Besides reducing the risk of inbreeding and potential local extinction in small isolated populations, wildlife corridors are very important for species’ survival as they often facilitate migration. This is important as many human activities such as urbanisation, and agriculture can fragment and destroy wild species’ habitats as well as reduce available resources necessary for species’ to maintain inhabiting an area such as support, shelter, water and food. The use of Wildlife Corridors can facilitate dispersal and migration of species in their search for new and more suitable habitats!
Additionally, corridors often allow for species to freely roam in search of food, shelter and mates with less risk of being preyed on – which would be a much higher risk if out in the open for long periods of time during their daily travels!
Types of Wildlife Corridors
There are many different types of wildlife corridors; natural, semi-natural and man-made. The differences in wildlife corridors is based on their purpose and these corridors are created (if man-made) on a case-by-case basis!
There are also man-made and semi-natural corridors that have been made from hedgerows – which are used as field boundaries and land ownership – but have been known to be great corridors for local species, as it is safer for travel rather than being out in the broad open fields!
Natural Wildlife Corridors
An example of a natural wildlife corridor would be something like Riperian Corridors – for those who don’t know, Riperian means an area of land adjacent to rivers, streams, wetlands, etc! In this case, a riperian area could be a wildlife corridor as it can link two different isolated populations that inhabit the area!

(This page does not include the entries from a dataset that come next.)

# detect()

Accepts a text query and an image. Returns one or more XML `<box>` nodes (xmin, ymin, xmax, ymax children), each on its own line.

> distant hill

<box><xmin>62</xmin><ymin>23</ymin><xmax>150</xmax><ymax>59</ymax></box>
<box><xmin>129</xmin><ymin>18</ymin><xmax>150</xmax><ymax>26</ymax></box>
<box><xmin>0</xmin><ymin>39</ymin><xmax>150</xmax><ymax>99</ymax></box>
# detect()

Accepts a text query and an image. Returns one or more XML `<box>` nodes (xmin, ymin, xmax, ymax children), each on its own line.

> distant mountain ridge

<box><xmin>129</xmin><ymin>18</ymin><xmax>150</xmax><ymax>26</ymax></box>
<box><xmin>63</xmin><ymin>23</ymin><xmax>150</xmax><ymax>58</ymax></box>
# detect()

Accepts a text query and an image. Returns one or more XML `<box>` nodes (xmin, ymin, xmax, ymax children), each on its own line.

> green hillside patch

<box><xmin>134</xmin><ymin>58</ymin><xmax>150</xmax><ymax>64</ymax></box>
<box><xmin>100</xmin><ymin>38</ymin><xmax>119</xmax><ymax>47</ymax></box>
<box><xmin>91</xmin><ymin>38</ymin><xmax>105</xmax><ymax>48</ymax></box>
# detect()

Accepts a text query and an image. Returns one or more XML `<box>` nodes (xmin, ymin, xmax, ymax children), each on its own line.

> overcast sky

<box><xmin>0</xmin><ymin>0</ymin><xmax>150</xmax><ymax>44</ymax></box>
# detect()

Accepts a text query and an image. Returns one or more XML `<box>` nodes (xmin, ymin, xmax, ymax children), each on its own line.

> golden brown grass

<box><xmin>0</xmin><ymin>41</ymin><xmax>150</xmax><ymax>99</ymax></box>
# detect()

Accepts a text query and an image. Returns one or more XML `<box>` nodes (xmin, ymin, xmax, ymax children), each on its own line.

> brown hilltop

Natural Corridors follow natural geographic features such as rivers, mountain ranges and little runs made by scavenging animals.
Man-Made Wildlife Corridors
A man-made wildlife corridor is more visually obvious! Man-made corridors are normally in urbanised areas whereby the wildlife corridors have been made to facilitate the movement of wildlife that once lived where urbanisation has occurred or to help migrating species etc. Either way, these types of corridors are often put in place to minimise human-wildlife conflict.
There are some famous man-made wildlife corridors such as Banff Wildlife Corridor (show below) which facilitates the movement of wildlife across a large motorway, to prevent deaths of species by car collisions, to protect humans from this also and to allow connectivity between, what would be, isolated populations!